Arrestata a Termini la latitante ricercata da 26 anni: fermata la ladra seriale

Dopo una fuga durata oltre 26 anni, la Polizia Ferroviaria arresta alla Stazione Termini di Roma una donna con 41 reati alle spalle. Si muoveva tra i pellegrini del Giubileo dei Giovani 

Foto di repertorio

È bastato un controllo tra i binari affollati della Stazione Termini di Roma, nel pieno delle operazioni di sicurezza per il Giubileo dei Giovani, in corso a Roma fino al 3 agosto, per porre fine a una fuga durato oltre un quarto di secolo. Una donna straniera, già nota alle forze dell’ordine per una lunga serie di reati contro il patrimonio, latitante da 26 anni, stata fermata dalla Polizia Ferroviaria mentre si aggirava tra pellegrini e viaggiatori in partenza.

Dopo una fuga durata oltre 26 anni, la Polizia Ferroviaria arresta alla Stazione Termini di Roma una donna con 41 reati alle spalle. Si muoveva tra i pellegrini del Giubileo dei Giovani

Addosso, oltre a due zaini sospetti, portava un passato criminale ingombrante e due ordini di cattura pendenti, con un cumulo di condanne per oltre 26 anni di reclusione.

Aveva iniziato la sua carriera criminale nel 1997, quando, ancora minorenne, era stata arrestata per furto aggravato.
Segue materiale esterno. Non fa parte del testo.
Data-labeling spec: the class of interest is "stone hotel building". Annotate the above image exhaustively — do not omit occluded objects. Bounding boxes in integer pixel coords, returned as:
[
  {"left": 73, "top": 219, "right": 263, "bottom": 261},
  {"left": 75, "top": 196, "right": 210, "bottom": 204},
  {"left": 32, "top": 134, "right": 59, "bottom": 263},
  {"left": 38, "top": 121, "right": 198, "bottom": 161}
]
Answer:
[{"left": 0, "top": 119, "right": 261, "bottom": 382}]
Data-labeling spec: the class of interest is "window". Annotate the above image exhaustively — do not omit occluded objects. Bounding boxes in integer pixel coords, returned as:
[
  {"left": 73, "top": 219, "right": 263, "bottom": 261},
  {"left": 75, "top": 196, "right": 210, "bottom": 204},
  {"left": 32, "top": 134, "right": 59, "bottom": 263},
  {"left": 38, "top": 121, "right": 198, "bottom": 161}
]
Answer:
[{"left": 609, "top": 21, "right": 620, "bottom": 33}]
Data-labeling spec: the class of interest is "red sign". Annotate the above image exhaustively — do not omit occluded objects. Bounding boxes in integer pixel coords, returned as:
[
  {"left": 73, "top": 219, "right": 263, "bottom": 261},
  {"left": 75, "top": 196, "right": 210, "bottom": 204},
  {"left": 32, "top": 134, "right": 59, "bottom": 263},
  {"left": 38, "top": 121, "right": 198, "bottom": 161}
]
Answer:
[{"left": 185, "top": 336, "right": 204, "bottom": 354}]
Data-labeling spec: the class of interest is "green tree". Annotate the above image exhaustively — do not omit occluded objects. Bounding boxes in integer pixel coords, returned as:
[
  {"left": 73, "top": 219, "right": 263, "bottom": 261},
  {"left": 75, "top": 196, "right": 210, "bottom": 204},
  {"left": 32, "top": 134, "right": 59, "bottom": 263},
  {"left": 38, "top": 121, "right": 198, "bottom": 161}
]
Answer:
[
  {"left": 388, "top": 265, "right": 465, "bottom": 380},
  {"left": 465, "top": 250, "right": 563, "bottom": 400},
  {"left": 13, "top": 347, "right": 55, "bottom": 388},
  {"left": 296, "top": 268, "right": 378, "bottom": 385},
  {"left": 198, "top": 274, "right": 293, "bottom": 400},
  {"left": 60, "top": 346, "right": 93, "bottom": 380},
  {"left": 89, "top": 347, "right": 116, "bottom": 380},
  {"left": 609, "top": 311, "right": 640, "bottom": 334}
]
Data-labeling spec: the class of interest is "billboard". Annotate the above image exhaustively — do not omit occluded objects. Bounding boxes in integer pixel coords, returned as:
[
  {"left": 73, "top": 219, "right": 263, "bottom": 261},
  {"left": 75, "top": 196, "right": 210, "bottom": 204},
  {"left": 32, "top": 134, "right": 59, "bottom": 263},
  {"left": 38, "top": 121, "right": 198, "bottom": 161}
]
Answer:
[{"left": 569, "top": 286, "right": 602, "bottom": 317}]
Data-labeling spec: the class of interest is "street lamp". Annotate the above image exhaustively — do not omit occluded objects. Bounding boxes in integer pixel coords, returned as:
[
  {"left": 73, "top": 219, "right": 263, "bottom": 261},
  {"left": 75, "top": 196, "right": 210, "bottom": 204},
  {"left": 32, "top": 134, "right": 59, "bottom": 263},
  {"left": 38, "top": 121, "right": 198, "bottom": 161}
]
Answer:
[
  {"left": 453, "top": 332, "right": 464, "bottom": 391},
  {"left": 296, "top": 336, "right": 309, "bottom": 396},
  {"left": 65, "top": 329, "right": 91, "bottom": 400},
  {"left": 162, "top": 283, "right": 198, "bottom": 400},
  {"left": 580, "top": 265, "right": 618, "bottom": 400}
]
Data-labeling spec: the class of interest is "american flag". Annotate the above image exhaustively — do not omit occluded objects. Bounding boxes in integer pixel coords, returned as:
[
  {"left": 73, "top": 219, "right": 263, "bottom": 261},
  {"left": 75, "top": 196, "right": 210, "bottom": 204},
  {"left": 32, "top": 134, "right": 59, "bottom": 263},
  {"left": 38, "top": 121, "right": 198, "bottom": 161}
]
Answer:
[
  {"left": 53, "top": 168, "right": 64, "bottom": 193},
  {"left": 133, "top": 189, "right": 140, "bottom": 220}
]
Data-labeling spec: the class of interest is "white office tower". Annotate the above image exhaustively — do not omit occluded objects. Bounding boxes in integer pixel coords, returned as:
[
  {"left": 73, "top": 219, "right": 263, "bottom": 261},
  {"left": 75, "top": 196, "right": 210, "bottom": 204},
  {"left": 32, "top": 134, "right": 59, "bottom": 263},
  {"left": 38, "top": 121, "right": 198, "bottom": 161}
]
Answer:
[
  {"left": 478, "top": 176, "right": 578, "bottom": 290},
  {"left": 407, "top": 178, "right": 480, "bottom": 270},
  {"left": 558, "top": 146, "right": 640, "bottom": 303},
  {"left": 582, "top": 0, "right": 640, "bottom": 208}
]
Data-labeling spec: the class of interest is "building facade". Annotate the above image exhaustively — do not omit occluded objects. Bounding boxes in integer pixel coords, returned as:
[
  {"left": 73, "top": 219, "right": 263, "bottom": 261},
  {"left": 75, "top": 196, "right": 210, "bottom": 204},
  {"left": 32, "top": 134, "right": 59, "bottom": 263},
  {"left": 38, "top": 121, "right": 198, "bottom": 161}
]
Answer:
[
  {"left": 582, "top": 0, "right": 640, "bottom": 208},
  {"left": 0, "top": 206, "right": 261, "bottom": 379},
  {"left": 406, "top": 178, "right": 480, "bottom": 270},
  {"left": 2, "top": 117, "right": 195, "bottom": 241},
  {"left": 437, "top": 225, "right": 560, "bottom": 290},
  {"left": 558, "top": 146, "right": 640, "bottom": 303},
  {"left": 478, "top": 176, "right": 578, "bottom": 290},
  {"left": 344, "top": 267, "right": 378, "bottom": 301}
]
Da allora, un crescendo di reati in tutta Italia – 41 episodi documentati – senza mai aver scontato le pene inflitte. Si muoveva tra stazioni, città e identità, sfuggendo per oltre due decenni alla giustizia. Fino a lunedì 28 luglio, quando l’intuito degli agenti ha chiuso il cerchio.
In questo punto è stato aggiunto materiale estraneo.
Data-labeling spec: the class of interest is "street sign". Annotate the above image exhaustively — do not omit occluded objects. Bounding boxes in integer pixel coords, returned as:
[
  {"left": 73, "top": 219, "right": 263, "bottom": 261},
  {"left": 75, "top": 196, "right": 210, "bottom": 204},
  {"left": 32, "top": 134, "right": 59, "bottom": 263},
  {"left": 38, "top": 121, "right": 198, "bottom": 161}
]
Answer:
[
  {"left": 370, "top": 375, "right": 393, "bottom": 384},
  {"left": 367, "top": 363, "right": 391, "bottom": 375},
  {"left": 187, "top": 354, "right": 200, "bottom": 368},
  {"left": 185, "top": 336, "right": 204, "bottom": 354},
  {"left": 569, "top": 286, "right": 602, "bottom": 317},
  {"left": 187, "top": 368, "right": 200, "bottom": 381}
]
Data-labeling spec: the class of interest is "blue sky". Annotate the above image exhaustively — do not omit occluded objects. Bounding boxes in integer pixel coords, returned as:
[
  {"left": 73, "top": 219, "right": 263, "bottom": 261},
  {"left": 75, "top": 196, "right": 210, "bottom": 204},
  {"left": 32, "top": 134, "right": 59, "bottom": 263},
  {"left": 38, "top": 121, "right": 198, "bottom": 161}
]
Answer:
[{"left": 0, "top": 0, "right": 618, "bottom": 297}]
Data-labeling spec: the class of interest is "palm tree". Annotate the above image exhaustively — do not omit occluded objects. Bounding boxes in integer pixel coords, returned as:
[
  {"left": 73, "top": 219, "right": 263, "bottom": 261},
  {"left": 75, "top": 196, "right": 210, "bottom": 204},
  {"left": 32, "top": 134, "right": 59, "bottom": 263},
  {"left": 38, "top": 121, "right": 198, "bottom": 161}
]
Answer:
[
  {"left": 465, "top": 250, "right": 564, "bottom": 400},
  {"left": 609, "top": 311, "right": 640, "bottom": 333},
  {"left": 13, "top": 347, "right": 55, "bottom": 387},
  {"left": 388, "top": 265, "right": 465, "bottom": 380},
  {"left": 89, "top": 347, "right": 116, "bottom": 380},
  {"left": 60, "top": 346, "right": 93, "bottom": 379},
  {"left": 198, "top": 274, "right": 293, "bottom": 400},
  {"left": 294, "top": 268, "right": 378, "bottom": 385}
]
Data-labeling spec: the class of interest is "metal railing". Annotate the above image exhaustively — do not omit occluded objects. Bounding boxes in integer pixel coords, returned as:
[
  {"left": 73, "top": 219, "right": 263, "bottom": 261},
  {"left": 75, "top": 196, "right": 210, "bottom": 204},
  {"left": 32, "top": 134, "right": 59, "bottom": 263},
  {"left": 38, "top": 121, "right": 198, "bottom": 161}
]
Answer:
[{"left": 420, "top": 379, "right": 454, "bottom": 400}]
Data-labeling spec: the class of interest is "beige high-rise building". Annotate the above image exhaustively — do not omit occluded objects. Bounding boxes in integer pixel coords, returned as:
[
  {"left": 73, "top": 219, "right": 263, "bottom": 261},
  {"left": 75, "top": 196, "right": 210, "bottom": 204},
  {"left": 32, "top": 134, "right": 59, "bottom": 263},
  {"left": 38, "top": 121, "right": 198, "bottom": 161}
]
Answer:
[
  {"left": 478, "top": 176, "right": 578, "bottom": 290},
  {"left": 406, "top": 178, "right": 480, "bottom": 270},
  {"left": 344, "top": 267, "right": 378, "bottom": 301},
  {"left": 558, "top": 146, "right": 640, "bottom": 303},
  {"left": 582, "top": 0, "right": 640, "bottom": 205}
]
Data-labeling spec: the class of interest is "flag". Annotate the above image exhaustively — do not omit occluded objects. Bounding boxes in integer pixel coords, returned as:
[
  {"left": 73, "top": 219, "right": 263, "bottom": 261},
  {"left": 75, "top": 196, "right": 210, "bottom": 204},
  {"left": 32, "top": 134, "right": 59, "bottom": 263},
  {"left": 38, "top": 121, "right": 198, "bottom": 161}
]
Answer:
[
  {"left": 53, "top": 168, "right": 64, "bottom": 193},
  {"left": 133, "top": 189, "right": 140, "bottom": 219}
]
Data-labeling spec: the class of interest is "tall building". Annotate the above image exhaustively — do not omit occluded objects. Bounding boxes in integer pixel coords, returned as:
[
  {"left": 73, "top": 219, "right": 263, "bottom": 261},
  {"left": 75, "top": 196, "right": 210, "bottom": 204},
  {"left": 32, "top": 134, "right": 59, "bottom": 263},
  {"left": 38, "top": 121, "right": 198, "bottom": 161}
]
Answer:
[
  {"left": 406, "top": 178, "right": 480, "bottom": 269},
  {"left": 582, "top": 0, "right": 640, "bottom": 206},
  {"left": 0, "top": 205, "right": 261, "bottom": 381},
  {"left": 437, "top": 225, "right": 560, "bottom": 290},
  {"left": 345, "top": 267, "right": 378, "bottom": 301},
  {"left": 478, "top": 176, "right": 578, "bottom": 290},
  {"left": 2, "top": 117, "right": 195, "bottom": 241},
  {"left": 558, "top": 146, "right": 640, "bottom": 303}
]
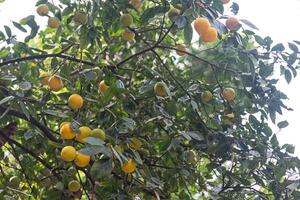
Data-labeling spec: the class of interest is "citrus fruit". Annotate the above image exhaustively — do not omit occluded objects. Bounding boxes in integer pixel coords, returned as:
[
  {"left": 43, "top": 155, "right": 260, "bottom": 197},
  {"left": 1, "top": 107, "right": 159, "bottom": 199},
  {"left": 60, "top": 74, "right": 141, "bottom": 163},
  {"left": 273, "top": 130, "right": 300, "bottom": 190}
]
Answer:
[
  {"left": 60, "top": 146, "right": 76, "bottom": 161},
  {"left": 68, "top": 94, "right": 83, "bottom": 110}
]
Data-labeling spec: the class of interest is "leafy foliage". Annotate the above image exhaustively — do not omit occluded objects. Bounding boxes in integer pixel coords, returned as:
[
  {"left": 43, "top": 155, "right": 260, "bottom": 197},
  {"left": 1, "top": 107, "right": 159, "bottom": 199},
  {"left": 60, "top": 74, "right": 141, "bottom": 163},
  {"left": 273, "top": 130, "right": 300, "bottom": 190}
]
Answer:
[{"left": 0, "top": 0, "right": 300, "bottom": 199}]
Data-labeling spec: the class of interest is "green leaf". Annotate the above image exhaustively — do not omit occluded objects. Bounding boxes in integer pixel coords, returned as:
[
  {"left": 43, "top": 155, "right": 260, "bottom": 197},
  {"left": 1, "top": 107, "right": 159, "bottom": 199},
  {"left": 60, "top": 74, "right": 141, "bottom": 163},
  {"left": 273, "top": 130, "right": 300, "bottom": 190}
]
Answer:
[
  {"left": 277, "top": 121, "right": 289, "bottom": 128},
  {"left": 0, "top": 96, "right": 15, "bottom": 105},
  {"left": 13, "top": 21, "right": 27, "bottom": 33},
  {"left": 184, "top": 23, "right": 193, "bottom": 44},
  {"left": 4, "top": 25, "right": 11, "bottom": 37}
]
Controlli delle forze dell’ordine nelle principali stazioni ferroviarie

L’arresto è avvenuto nel contesto dell’operazione “Stazioni Sicure”, che nei giorni del Giubileo ha visto oltre 300 uomini tra poliziotti e militari pattugliare i principali scali ferroviari della capitale, tra cui Termini, Tiburtina, Ostiense e San Pietro.
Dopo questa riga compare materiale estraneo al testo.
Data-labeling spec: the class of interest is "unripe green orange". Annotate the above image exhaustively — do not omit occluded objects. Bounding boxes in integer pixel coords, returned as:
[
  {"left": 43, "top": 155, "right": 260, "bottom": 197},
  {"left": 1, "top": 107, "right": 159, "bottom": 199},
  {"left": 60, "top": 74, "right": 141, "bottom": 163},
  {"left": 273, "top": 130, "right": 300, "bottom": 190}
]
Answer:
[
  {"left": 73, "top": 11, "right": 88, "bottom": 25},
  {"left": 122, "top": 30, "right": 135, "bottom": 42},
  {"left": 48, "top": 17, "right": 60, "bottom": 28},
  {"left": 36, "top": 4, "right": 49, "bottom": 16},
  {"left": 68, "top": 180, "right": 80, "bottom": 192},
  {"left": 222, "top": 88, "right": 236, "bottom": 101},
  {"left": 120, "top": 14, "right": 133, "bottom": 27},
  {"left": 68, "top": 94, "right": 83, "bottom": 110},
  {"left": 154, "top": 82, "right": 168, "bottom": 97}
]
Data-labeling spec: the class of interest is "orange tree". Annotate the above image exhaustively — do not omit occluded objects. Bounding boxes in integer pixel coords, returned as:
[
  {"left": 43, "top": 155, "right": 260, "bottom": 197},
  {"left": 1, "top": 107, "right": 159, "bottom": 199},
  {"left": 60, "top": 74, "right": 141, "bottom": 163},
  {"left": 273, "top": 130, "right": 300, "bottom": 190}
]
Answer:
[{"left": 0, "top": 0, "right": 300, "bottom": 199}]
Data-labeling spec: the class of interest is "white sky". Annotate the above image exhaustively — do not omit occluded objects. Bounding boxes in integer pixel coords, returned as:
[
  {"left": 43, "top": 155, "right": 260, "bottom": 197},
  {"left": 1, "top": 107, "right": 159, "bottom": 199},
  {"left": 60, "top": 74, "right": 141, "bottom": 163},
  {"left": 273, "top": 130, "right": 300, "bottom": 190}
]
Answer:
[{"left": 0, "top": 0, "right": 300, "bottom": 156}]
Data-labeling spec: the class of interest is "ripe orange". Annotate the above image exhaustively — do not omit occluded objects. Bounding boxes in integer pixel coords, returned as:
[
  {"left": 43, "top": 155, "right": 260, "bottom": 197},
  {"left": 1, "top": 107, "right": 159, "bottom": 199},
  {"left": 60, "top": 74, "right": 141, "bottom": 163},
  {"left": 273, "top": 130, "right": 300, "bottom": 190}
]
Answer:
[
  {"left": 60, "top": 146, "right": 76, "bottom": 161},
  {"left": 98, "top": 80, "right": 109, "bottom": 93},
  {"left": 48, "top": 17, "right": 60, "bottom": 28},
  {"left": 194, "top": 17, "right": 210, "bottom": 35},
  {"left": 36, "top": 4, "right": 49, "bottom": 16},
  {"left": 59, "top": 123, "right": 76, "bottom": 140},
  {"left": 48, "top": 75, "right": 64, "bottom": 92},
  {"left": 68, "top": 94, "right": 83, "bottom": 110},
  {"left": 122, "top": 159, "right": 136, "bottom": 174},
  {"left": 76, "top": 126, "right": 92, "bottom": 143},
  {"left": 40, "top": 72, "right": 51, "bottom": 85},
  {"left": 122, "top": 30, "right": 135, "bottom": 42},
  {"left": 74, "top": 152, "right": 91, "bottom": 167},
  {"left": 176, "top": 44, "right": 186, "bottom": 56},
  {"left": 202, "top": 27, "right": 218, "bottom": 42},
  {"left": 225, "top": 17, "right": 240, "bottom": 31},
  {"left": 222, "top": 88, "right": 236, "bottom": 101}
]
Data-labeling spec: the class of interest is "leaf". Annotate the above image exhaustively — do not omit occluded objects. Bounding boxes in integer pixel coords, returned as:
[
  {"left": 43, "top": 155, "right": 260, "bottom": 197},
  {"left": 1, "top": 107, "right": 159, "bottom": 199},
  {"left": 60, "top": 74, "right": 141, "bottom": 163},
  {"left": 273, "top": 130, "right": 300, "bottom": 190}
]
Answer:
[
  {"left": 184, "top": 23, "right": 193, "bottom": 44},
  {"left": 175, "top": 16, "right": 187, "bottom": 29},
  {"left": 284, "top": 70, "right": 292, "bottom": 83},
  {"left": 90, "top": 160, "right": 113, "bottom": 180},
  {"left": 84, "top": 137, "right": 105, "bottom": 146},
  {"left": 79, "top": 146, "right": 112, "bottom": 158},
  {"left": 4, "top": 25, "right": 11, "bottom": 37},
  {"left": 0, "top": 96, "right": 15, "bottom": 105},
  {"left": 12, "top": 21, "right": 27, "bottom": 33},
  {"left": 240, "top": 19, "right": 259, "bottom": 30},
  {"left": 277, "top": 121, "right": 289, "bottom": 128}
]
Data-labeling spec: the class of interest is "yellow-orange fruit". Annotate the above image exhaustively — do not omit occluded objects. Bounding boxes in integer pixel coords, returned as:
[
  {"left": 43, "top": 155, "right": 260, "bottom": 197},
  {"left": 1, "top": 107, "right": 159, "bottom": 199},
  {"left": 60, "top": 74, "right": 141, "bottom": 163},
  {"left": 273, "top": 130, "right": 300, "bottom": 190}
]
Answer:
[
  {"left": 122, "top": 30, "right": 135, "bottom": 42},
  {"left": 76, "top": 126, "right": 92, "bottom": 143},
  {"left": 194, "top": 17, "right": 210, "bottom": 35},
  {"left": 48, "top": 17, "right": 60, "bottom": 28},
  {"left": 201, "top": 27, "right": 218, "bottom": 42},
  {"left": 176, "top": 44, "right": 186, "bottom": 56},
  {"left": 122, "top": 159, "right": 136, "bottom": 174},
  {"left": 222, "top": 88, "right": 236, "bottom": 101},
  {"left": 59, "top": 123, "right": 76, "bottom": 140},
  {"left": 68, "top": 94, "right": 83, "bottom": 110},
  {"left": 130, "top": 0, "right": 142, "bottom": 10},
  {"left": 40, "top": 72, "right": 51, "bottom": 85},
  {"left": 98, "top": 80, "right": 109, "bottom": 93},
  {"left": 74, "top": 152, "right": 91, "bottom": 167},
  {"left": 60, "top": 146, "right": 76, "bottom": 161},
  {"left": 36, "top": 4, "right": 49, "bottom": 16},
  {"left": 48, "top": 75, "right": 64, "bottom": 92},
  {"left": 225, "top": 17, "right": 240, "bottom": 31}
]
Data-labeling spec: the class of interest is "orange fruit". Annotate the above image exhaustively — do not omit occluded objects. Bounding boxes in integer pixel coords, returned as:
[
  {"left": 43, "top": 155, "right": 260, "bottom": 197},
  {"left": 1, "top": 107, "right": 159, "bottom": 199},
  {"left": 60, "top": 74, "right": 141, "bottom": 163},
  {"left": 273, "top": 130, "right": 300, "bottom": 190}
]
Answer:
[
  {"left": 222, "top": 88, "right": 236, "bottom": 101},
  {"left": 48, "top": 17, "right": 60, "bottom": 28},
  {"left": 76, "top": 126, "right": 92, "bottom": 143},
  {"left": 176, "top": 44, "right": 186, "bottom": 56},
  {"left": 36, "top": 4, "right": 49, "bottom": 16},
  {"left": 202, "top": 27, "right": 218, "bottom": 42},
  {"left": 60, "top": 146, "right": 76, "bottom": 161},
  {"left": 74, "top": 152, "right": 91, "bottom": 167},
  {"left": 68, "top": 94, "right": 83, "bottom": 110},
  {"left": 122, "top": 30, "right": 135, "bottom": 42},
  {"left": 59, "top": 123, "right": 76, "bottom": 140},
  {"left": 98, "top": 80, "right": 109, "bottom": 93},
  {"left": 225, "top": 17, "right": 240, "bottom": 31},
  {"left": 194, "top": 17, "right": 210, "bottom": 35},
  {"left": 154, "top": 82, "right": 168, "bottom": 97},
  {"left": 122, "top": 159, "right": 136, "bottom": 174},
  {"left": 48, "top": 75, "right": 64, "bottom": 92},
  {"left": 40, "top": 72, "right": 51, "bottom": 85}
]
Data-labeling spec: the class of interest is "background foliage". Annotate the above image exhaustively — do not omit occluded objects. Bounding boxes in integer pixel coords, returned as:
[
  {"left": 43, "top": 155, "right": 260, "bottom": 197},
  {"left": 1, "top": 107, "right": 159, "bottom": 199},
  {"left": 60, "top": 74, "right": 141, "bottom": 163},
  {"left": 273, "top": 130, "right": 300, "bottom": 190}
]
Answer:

E proprio a Tiburtina, in una distinta operazione, è stato arrestato un uomo appena sceso da un treno diretto a Torino.

Aveva con sé uno zaino rubato poco prima a Termini. Notato dagli agenti mentre si imbarcava senza bagagli, è stato intercettato alla stazione successiva e trovato in possesso della refurtiva.

Nessuna spiegazione plausibile sull’origine dello zaino. Anche in questo caso, il furto è stato sventato e il maltolto restituito alla vittima.

Le altre operazioni della settimana

Nel corso della settimana, le pattuglie hanno inoltre arrestato altri quattro individui, tutti colti in flagranza di reato.

Tra loro, due stranieri sorpresi a Tiburtina con zaini rubati a bordo di un treno proveniente da Napoli. Fermati tra spinte e calci, uno degli agenti ha dovuto ricorrere alle cure mediche.

In un altro episodio, un uomo ha cercato di uscire da un supermercato di Termini con una bottiglia occultata negli abiti.

Alla richiesta di spiegazioni, ha reagito con violenza, estraendo un coltello. Solo l’intervento congiunto della vigilanza, di un funzionario di polizia fuori servizio e di una pattuglia della Polfer ha evitato il peggio. Anche in questo caso, l’arresto è stato convalidato e l’uomo è finito in carcere.

Sicurezza rafforzata

Con l’afflusso crescente di pellegrini e turisti per le celebrazioni religiose del 3 agosto a Tor Vergata, la sicurezza nelle stazioni è stata rafforzata.

Le autorità invitano i cittadini a collaborare, segnalando qualsiasi comportamento sospetto.

Anche grazie a questa attenzione, è stato possibile individuare e arrestare una delle latitanti più longeve del Paese, restituendo fiducia nella presenza costante e capillare delle forze dell’ordine.